Il dibattito pubblico, le reazioni politiche e le questioni legislative

L’episodio ha provocato una discussione accesa a livello locale e nazionale. Il sindaco di Milano, Giuseppe Sala, ha commentato ammettendo lo sgomento dei cittadini: ha ricordato che, secondo le leggi, una condanna di 14 anni può prevedere uscite anticipate e permessi anche in tempi ritenuti relativamente brevi dagli osservatori esterni. Questo ha acceso un dibattito sulla possibilità e i limiti delle misure alternative alla detenzione.

A livello politico, per Forza Italia e Fratelli d’Italia il caso rappresenta un fallimento nella valutazione della magistratura. Maurizio Gasparri ha chiesto di individuare le responsabilità e sanzionare chi ha commesso eventuali errori. Sono state avanzate interrogazioni parlamentari e richieste di ispezione al ministero della Giustizia per chiarire le dinamiche che hanno portato a questa tragedia.

La posizione dell’associazione antigone sulle misure alternative e la recidiva

L’associazione Antigone, presente nelle carceri italiane da 35 anni, ha fornito una risposta alle polemiche emerse.

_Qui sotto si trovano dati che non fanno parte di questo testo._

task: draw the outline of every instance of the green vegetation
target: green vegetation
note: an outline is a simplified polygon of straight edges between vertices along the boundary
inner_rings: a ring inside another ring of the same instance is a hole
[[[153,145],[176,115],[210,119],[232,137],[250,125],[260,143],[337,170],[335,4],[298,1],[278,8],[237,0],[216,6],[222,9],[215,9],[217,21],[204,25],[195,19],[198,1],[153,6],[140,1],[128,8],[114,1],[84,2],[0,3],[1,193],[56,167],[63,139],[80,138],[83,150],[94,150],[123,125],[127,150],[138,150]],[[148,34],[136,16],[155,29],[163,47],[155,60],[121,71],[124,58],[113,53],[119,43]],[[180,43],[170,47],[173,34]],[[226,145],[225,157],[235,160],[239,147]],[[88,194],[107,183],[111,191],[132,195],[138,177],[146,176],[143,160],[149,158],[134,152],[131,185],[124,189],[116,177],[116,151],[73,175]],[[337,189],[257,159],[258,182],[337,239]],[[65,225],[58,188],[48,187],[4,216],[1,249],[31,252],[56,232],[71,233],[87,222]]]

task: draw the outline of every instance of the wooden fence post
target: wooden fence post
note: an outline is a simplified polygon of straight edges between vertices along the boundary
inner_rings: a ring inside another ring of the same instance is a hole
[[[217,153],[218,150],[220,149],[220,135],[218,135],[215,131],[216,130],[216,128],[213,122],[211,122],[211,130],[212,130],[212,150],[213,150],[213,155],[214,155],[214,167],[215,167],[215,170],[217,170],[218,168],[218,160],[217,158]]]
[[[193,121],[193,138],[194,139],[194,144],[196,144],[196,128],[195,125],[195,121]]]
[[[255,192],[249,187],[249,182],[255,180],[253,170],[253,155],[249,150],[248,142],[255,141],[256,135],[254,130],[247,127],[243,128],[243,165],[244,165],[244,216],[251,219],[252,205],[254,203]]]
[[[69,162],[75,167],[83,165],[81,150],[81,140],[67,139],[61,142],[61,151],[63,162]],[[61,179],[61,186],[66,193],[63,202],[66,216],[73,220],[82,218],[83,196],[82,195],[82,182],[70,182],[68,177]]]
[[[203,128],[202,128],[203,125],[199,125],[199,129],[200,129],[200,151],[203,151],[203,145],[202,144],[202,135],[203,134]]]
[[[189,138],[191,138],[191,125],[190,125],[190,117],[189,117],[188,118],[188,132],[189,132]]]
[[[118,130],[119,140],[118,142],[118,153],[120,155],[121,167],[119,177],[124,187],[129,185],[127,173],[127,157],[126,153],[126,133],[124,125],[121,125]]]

Il presidente Patrizio Gonnella ha difeso le misure alternative, considerando il loro ruolo fondamentale per la gestione del sovraffollamento carcerario e per prevenire la recidiva. Ha sottolineato che meno dell’1% delle misure di comunità viene revocato a causa di nuovi reati, mentre la recidiva tra i detenuti che scontano l’intera pena in carcere supera il 70%.

Al 15 marzo 2025, in Italia quasi centomila persone eseguivano misure di comunità, un numero crescente negli ultimi anni. Senza questi strumenti la situazione delle carceri sarebbe esplosiva. Secondo Antigone, mettere in discussione l’intero sistema a causa di un singolo episodio rischia di compromettere la sicurezza generale, anziché migliorarla.

L’impatto sulla città di milano e le riflessioni sulla sicurezza

Il dramma consumatosi nel centro di Milano ha lasciato una città sotto shock. Un luogo simbolo come il Duomo ha assistito al gesto estremo di un uomo che ha tolto la vita a una collega e poi si è tolto la propria. La sicurezza dei lavoratori coinvolti, ma anche quella dei cittadini, torna così al centro delle preoccupazioni.

Il caso ha spinto istituzioni e opinione pubblica a interrogarsi sulla gestione della giustizia penale a Milano. Il bilanciamento tra reinserimento e tutela della sicurezza resta una sfida complessa, che ora deve confrontarsi con le conseguenze di questa tragedia.